As far back as the 1700s families in cities obtained some of their meals from public eating places. Usually the food came to them rather than the reverse. If they were wealthy they sent a servant to pick up dinner from the local caterer. “Any Family may be supplied at any time with dishes of victuals hot or cold,” advised a standard newspaper advertisement of the 1790s.

No one realized it of course but the habit of getting the family dinner from a restaurant and eating it at home would become a mainstay of American restaurant business of the future, especially after World War II when carry-out increased.

Families occasionally went out to eat in the 19th century, yet it was unusual enough that when children were spotted in restaurants it tended to set off alarms that still echo today. A magazine in 1853, observing children at New York’s Thompson’s, Taylor’s, and Weller’s – all of which specially catered to women and children – noted, “The little people are taken out, to save trouble, and fed on dainties at the brilliant restaurants, where their appetites are awfully vitiated, and they eat most alarming quantities of ice-creams and oysters.”

Ladies’ restaurants aside, most places were and would remain male turf almost until World War I. Families usually ate in private rooms upstairs, away from barrooms, ruckus, and rude stares. Even in small towns the more ambitious restaurants provided special accommodations for families. In Tombstone, Arizona, the International Restaurant, a miners’ café, advertised dining rooms reserved for them in 1881. Conditions changed little until tea rooms became popular around 1910. They established a kind of “beachhead” for women diners, also multiplying the places where children might eat. Early ones such as the Mother Goose-theme tea room in NYC and the Whistling Oyster in Ogunquit, Maine, which produced its own souvenir children’s book, made a specialty of pleasing young patrons.

After the First World War restaurants became cleaner, more informal, and alcohol-free — and they did more business than ever before. Families were especially attracted to cafeterias, particularly on the West Coast where they thrived. As more families acquired cars, the custom developed of taking a country drive on Sundays, capped off by an early dinner at a roadside inn or tea room. Children’s menus appeared, such as those of California’s Pig ‘N Whistle chain in 1937. The South’s S&W cafeteria chain began to present weekly children’s entertainment nights in 1939. Thanks to rising incomes, more vacations, and a pro-family culture, the restaurant industry of the 1950s saw families as the customer base of the future. “You get a picture of the powerful social and economic trends working in your favor,” an advertising agency spokesman told a restaurant association in 1955.

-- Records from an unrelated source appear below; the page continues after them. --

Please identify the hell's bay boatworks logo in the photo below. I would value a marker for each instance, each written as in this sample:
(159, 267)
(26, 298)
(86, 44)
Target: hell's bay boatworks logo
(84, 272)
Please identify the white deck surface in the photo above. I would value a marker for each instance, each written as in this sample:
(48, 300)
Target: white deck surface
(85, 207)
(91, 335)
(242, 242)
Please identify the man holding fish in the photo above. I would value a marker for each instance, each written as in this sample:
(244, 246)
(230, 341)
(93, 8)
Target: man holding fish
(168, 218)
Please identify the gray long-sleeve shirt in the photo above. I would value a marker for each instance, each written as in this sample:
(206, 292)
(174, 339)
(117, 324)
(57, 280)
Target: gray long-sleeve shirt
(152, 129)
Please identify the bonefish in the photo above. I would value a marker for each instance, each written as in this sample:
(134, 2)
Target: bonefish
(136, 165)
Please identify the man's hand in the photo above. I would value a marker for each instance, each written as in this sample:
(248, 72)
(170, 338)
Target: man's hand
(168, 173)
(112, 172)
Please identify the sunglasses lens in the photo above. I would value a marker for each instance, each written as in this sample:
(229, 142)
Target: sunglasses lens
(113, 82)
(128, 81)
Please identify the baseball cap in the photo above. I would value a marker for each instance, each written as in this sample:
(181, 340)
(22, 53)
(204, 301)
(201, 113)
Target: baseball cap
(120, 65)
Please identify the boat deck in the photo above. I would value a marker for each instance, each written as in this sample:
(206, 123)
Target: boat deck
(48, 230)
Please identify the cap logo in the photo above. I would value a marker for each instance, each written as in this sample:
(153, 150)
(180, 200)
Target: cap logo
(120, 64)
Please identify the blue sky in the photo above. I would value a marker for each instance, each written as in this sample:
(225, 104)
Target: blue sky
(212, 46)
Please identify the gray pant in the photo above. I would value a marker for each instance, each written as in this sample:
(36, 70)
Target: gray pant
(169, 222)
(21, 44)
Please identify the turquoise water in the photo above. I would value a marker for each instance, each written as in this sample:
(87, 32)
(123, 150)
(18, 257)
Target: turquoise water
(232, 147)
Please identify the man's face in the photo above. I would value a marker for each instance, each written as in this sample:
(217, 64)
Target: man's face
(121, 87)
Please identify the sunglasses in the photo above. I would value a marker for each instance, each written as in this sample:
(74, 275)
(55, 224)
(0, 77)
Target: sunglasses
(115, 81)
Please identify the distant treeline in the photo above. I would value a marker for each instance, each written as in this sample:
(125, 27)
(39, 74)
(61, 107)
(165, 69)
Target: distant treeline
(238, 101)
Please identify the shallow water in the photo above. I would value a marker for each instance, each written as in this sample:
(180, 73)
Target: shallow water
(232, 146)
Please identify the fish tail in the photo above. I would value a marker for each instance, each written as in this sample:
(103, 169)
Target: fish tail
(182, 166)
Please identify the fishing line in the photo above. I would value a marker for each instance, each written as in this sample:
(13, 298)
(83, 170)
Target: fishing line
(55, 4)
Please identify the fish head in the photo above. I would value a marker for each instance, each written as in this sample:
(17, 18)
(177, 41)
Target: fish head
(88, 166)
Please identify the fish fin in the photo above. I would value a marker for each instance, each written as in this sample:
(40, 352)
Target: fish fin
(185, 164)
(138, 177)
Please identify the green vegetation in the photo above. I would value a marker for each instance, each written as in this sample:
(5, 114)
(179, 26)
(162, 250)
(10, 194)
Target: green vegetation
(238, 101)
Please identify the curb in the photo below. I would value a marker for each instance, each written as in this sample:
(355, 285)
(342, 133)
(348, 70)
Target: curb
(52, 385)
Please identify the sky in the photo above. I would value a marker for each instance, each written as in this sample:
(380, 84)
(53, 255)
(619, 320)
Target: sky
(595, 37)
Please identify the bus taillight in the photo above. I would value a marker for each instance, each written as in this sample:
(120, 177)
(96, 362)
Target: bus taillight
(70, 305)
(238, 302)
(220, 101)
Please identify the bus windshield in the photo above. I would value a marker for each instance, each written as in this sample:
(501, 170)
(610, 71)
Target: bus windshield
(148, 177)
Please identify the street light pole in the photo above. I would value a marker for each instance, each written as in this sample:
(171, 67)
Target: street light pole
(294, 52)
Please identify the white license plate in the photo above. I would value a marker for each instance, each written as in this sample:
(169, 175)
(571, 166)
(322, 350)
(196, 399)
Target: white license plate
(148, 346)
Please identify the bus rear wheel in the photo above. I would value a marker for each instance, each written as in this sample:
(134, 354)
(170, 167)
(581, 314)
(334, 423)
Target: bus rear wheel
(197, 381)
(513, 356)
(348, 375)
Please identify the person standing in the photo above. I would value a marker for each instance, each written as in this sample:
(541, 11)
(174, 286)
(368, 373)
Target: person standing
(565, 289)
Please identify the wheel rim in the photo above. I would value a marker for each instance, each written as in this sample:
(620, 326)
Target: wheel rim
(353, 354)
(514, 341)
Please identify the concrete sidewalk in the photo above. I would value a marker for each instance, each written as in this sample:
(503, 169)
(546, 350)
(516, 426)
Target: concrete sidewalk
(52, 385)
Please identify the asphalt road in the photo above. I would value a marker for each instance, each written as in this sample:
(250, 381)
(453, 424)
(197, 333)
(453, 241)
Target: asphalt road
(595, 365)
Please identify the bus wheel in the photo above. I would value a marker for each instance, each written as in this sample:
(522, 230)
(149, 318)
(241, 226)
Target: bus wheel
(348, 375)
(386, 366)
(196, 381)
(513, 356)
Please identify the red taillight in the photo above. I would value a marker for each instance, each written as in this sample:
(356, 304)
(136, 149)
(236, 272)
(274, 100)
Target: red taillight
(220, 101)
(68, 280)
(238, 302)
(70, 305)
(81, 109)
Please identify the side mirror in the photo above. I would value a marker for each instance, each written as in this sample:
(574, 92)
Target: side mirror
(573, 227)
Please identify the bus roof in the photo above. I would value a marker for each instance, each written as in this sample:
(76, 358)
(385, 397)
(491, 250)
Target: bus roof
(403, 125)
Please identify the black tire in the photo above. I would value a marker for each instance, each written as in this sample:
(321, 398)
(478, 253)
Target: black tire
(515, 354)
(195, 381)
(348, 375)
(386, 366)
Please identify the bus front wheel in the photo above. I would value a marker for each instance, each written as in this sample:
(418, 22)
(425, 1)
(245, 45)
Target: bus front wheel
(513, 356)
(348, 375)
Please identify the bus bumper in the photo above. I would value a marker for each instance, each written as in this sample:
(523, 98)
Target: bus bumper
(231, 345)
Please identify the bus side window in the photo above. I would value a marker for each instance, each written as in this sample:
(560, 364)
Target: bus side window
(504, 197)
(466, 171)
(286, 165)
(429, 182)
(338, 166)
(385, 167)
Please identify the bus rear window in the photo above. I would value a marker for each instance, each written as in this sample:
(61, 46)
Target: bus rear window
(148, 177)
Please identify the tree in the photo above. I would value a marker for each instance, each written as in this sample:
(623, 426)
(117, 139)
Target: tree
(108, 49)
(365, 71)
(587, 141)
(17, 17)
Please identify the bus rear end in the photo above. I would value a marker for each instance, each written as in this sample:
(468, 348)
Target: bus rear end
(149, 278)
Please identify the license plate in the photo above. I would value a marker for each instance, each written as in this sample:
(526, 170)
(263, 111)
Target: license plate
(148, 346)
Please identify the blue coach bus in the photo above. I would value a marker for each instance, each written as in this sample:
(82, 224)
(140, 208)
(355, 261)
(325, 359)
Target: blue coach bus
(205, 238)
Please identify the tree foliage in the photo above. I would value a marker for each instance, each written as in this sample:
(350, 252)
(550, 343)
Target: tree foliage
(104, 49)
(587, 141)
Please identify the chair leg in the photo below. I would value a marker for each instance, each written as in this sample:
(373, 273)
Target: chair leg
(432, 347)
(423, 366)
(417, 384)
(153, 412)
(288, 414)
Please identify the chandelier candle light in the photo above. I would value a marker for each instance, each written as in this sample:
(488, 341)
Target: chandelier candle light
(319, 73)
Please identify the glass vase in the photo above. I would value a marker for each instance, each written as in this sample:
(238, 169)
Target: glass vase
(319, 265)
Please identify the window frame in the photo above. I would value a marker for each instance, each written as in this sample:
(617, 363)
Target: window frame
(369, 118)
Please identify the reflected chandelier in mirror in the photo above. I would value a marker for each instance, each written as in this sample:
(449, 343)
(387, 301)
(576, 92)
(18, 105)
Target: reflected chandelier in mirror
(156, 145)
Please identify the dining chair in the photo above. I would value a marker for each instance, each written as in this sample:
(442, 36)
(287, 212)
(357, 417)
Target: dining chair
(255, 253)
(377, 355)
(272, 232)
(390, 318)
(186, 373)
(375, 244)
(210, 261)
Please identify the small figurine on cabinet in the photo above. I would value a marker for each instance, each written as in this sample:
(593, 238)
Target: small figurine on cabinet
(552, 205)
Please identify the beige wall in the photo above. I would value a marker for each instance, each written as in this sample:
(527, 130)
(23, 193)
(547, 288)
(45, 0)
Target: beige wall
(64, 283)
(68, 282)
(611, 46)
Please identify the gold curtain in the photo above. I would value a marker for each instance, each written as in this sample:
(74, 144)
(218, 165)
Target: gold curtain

Working mothers and smaller families in the 1960s further enhanced restaurant growth. By the mid-1960s there were 18,000 restaurants in Southern California, where sales had increased almost 100% since the end of WWII, attributed primarily to family dining. In 1976 the National Restaurant Association identified families’ favorite eating spots as family restaurants, fast-food eateries, theme restaurants, cafeterias, and coffee shops. Chains such as Howard Johnson’s, Bonanza, Ponderosa, Pizza Hut, International House of Pancakes, and Denny’s looked forward to a bright future.